Query Optimization.
In this phase of the project you will execute a number of queries on your databases, report the initial running times, and give the steps to improve the execution time of each query.
Query 1:
Give the total number of authors in DBLP that have at least one of their publication records in Microsoft Academic Search (MAS).
Query 2:
Give the distribution of author count per matched publication records in Microsoft Academic Search (MAS). This query must return a relation with two columns Number of Matched Publications and Author Count. For example, a row of the form (10, 20) in this relation means that 20 authors have 10 of their publications matched against MAS, while a row (5, 100) tells us that 100 authors have 5 of their publication records matched against MAS. Analyze the query with and without the clause "ORDER BY Number of Matched Publications."
Query 3:
Same as Query 2, but include the condition that only authors whose names contain a given substring, say 'Zhang', must be considered.
Query 4:
Same as Query 3, but include the condition that only authors whose NOTE field contain a given substring, say 'University', must be considered.
Deliverables
Give the SQL query for each query.
Include a screen shot per query that shows the execution of the query and includes the execution time.

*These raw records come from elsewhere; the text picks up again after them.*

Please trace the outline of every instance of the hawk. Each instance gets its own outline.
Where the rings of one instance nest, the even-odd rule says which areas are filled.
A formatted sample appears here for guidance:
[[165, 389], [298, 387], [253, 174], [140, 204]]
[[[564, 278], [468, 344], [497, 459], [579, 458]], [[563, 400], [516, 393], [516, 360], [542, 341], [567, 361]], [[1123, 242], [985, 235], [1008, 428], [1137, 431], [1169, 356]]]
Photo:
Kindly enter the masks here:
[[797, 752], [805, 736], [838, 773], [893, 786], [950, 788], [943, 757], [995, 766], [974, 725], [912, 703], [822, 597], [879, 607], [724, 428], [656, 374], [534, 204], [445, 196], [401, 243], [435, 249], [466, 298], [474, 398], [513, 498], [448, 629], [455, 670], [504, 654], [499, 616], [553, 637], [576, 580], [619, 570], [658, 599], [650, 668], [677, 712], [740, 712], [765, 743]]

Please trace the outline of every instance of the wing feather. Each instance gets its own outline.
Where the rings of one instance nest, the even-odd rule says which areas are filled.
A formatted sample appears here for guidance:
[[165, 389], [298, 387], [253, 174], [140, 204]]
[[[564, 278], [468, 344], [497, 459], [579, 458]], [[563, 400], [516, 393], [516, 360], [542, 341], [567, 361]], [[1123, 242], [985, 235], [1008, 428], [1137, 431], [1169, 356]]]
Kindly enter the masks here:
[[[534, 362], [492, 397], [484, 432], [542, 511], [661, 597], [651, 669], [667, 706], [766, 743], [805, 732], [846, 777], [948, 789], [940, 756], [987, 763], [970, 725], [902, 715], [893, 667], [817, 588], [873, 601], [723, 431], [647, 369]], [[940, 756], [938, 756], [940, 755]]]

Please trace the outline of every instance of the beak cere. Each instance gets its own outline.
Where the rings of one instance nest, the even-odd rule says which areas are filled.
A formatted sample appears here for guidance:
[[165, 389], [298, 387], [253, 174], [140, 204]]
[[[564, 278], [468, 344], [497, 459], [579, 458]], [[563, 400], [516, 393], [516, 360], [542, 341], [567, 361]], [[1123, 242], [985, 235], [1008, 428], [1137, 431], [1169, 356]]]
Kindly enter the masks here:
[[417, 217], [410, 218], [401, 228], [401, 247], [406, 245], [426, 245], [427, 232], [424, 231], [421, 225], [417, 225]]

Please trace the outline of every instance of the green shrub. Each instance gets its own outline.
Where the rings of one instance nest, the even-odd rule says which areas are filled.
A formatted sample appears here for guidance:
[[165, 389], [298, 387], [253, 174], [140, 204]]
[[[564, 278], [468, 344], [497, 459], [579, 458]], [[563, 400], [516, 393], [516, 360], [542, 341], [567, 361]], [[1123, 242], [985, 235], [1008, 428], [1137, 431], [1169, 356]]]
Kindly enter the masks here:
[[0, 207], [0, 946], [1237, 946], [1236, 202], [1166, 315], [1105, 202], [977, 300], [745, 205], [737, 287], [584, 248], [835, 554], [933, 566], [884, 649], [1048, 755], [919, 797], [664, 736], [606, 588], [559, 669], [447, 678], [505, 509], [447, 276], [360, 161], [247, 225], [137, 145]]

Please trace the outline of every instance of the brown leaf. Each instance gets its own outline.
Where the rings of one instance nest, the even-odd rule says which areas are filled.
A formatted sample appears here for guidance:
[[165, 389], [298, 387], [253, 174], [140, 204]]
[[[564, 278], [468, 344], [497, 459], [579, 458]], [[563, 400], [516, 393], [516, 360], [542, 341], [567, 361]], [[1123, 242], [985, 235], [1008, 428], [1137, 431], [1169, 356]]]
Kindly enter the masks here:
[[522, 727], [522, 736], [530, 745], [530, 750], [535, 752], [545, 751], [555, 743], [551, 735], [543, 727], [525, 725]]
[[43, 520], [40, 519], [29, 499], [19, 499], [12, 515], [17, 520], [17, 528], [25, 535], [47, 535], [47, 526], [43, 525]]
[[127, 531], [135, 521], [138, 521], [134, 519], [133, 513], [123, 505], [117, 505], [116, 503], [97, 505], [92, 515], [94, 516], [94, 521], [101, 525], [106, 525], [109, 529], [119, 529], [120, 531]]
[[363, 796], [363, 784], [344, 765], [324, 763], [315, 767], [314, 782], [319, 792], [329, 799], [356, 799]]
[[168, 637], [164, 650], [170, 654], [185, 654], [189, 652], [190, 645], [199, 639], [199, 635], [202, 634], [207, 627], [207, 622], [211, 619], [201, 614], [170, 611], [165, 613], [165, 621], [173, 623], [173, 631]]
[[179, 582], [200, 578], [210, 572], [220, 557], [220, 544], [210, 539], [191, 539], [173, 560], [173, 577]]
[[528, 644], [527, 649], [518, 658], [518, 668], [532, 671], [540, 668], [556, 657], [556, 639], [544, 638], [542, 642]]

Include a screen shot with the Execution Plan per query.
Describe the steps you took to optimize each query.
Include screen shots per query show the gained improvement in the execution time (show the results, the new execution time and Execution Plan).
This is your last report. Include the updates from all the previous phases.
Start early!
Collaborate! Compare and discuss your approaches. The end product is expected to be an individual effort!